Russian government spies targeted Ukraine using tools developed by cybercriminals

A Russian-government backed hacking group targeted Ukraine’s military using tools and infrastructure developed by cybercriminals, according to new research.

On Wednesday, Microsoft published a report detailing a hacking campaign carried out by a group it calls Secret Blizzard, which the U.S. Cybersecurity and Infrastructure Security Agency (CISA) previously said “is almost certainly subordinate to the Russian Federal Security Service (FSB) Centre 18,” and which other security companies refer to as Turla. 

Microsoft researchers wrote in the report, shared with TechCrunch ahead of publication, that Secret Blizzard used a botnet known as Amadey, which is allegedly sold on Russian hacking forums and developed by a cybercriminal group, to attempt to break into “devices associated with the Ukrainian military” between March and April of this year. While admitting that it’s still investigating how Secret Blizzard gained access to Amadey, the company thinks the hacking group either used the botnet by paying for it as malware as a service, or hacked into it. 

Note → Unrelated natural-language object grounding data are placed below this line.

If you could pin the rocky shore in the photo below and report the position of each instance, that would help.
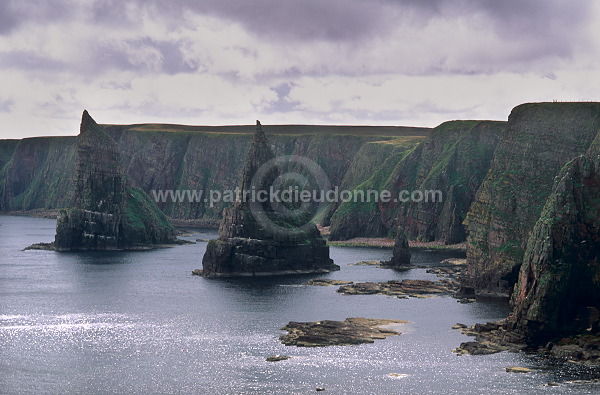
(493, 337)
(404, 288)
(351, 331)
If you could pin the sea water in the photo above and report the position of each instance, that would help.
(139, 322)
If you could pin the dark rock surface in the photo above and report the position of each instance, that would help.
(326, 282)
(402, 288)
(254, 239)
(540, 139)
(337, 333)
(558, 291)
(107, 213)
(400, 253)
(453, 160)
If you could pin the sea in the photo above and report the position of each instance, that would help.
(140, 323)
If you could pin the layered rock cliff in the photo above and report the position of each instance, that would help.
(539, 140)
(558, 289)
(257, 239)
(38, 173)
(453, 160)
(106, 212)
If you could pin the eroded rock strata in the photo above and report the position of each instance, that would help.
(558, 291)
(401, 253)
(539, 140)
(107, 213)
(337, 333)
(270, 245)
(556, 301)
(453, 160)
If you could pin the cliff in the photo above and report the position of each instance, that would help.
(258, 238)
(38, 173)
(453, 160)
(558, 289)
(106, 212)
(539, 140)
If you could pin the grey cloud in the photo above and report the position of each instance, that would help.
(6, 105)
(283, 102)
(13, 13)
(27, 60)
(107, 55)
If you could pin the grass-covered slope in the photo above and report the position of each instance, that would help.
(540, 139)
(453, 161)
(38, 173)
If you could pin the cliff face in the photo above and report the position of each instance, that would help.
(558, 291)
(38, 173)
(540, 139)
(107, 212)
(453, 160)
(256, 239)
(370, 170)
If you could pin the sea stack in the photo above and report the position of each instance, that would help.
(401, 253)
(107, 212)
(259, 239)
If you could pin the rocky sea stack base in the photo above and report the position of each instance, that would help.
(273, 245)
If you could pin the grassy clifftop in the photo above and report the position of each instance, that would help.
(38, 173)
(540, 139)
(453, 159)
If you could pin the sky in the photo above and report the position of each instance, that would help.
(343, 62)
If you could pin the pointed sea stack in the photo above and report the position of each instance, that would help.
(270, 245)
(107, 213)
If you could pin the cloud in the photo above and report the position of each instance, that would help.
(416, 62)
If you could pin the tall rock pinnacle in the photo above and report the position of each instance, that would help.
(247, 243)
(107, 212)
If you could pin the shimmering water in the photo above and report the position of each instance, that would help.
(138, 322)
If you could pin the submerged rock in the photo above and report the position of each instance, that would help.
(337, 333)
(413, 288)
(107, 212)
(277, 358)
(258, 238)
(326, 282)
(518, 369)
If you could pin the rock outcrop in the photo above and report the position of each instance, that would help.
(540, 139)
(558, 289)
(257, 240)
(401, 253)
(453, 160)
(38, 173)
(338, 333)
(106, 212)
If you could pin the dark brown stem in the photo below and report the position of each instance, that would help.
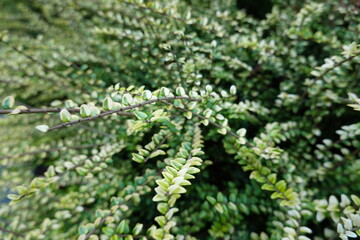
(50, 110)
(121, 109)
(50, 150)
(12, 232)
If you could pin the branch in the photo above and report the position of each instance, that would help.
(204, 118)
(12, 232)
(120, 110)
(49, 110)
(50, 150)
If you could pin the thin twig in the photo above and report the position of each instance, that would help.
(122, 109)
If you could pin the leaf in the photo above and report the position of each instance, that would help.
(127, 99)
(281, 186)
(65, 116)
(138, 158)
(42, 128)
(108, 231)
(140, 115)
(108, 104)
(137, 229)
(8, 102)
(146, 95)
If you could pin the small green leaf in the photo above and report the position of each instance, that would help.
(8, 102)
(140, 115)
(42, 128)
(65, 116)
(108, 104)
(108, 231)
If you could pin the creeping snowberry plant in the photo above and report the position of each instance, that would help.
(136, 119)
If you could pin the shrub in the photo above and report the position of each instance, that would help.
(132, 119)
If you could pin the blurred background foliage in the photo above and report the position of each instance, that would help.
(293, 64)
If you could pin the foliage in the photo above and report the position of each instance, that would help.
(133, 119)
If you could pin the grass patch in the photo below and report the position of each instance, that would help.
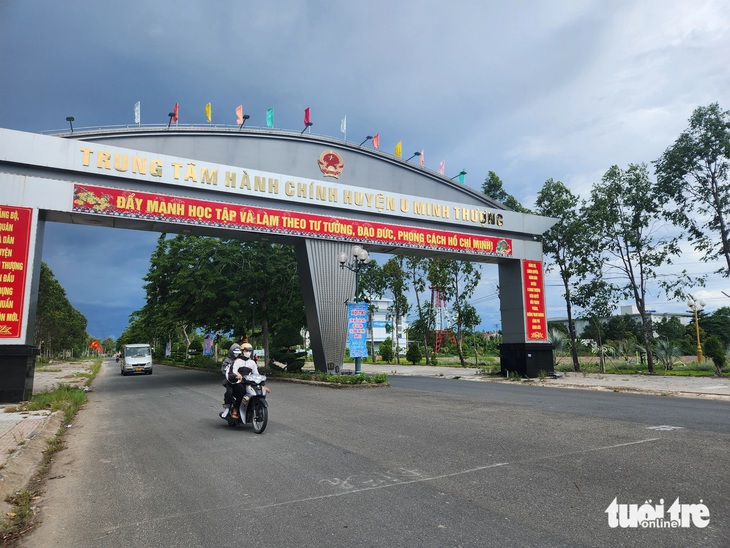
(68, 400)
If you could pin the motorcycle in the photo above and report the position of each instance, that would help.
(254, 409)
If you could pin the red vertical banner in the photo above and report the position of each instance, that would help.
(15, 225)
(532, 281)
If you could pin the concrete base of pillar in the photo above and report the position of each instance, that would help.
(17, 368)
(527, 360)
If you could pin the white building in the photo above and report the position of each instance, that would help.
(654, 317)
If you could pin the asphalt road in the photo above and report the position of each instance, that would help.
(426, 462)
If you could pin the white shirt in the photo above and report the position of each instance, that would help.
(243, 362)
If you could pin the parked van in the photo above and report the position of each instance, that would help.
(136, 358)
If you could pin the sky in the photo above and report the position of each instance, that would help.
(531, 90)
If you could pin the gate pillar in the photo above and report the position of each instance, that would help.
(326, 288)
(524, 349)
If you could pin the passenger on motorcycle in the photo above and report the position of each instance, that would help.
(244, 365)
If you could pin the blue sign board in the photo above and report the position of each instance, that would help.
(357, 329)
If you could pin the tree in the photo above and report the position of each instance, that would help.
(457, 280)
(494, 188)
(692, 183)
(418, 270)
(395, 278)
(58, 325)
(386, 350)
(625, 214)
(572, 249)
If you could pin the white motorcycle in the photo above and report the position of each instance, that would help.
(254, 409)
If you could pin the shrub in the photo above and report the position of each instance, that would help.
(414, 354)
(716, 351)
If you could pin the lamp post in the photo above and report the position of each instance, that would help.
(357, 262)
(695, 306)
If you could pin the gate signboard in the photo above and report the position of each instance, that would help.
(15, 225)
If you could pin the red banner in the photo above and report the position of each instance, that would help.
(15, 225)
(154, 207)
(532, 280)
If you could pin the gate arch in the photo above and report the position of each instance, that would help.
(319, 194)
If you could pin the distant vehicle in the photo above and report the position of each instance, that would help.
(136, 358)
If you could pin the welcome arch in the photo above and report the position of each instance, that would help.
(319, 194)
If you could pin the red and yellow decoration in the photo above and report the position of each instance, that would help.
(532, 279)
(157, 207)
(15, 225)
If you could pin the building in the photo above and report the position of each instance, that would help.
(632, 312)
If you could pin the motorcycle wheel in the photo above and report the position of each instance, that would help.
(260, 416)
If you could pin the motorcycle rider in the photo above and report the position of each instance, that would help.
(233, 353)
(243, 365)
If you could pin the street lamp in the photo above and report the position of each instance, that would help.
(357, 262)
(695, 306)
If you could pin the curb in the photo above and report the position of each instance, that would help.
(24, 463)
(331, 384)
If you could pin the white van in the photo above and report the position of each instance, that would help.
(136, 358)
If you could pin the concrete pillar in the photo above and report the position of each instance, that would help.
(326, 288)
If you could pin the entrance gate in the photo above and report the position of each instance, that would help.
(319, 194)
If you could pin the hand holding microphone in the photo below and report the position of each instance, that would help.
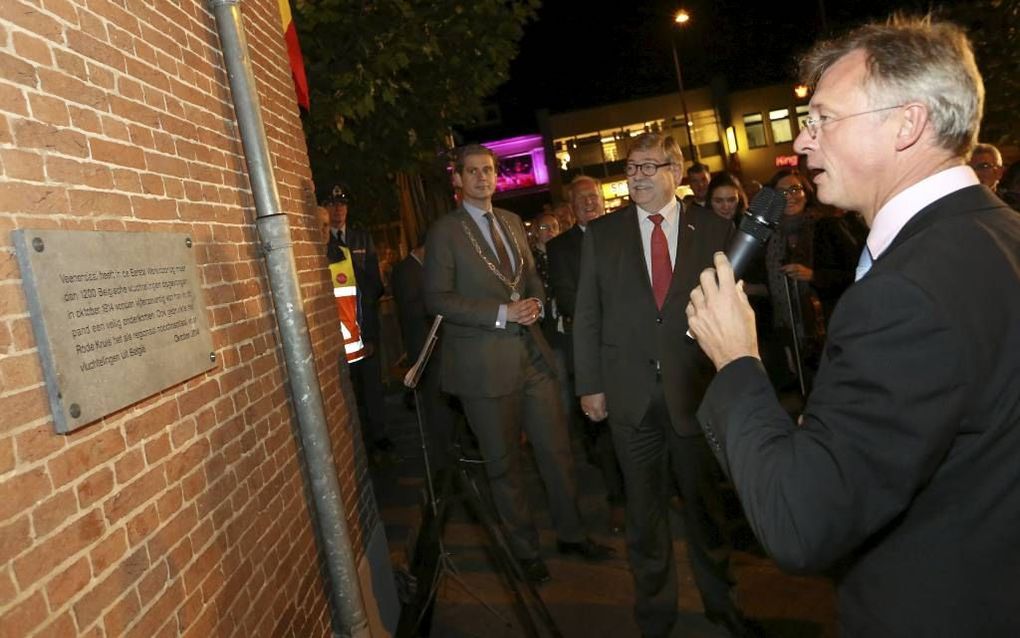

“Secret Blizzard has been using footholds from third parties — either by surreptitiously stealing or purchasing access — as a specific and deliberate method to establish footholds of espionage value,” according to the report, referring to the Amadey botnet as one of those third parties. 

One of the hackers’ goals was to evade detection. Sherrod DeGrippo, Microsoft’s director of threat intelligence strategy, told TechCrunch that “using commodity tools allows the threat actor to potentially hide their origin and make attribution more difficult.” 

The Amadey botnet is normally used by cybercriminals to install a cryptominer, according to the report. Microsoft is confident that the hackers behind Amadey and those behind Secret Blizzard are different, DeGrippo said. 

In this campaign, Secret Blizzard targeted computers related to the Ukrainian Army and Ukrainian Border Guard, DeGrippo told TechCrunch. Microsoft said these recent cyberattacks are “at least the second time since 2022 that Secret Blizzard has used a cybercrime campaign to facilitate a foothold for its own malware in Ukraine.”

Secret Blizzard is known to target “ministries of foreign affairs, embassies, government offices, defense departments, and defense-related companies worldwide” with a focus on long-term espionage and intelligence collection, according to Microsoft’s report. 

In this case, the Secret Blizzard malware sample that Microsoft analyzed was designed to gather information about a victim’s system — such as device name and what, if any, antivirus software is installed — as a first step to then deploy other malware and tools. 

According to Microsoft’s researchers, Secret Blizzard deployed this malware on devices to determine whether the targets were “of further interest.” For example, Secret Blizzard targeted devices using Starlink, SpaceX’s satellite service, which has been used by the Ukrainian military in their operations fighting invading Russian forces.

DeGrippo said that the company is confident that this hacking campaign was conducted by Secret Blizzard in part because the hackers used custom backdoors called Tavdig and KazuarV2, “never seen used by other groups.”

Last week, Microsoft and security firm Black Lotus Lab published reports that showed how Secret Blizzard has co-opted the tools and infrastructure of another nation-state hacking group for its espionage activities since 2022. In that case, according to the two companies’ research, Secret Blizzard piggybacked on a Pakistan-based hacking group to military and intelligence targets in Afghanistan and India. At the time, Microsoft noted that Secret Blizzard has used this technique of taking advantage of other hackers’ tools and infrastructure since 2017, in cases involving Iranian government hackers and a Kazakhstan hacking group, among others. 

The Russian embassy in Washington, D.C., and the FSB did not respond to requests for comment.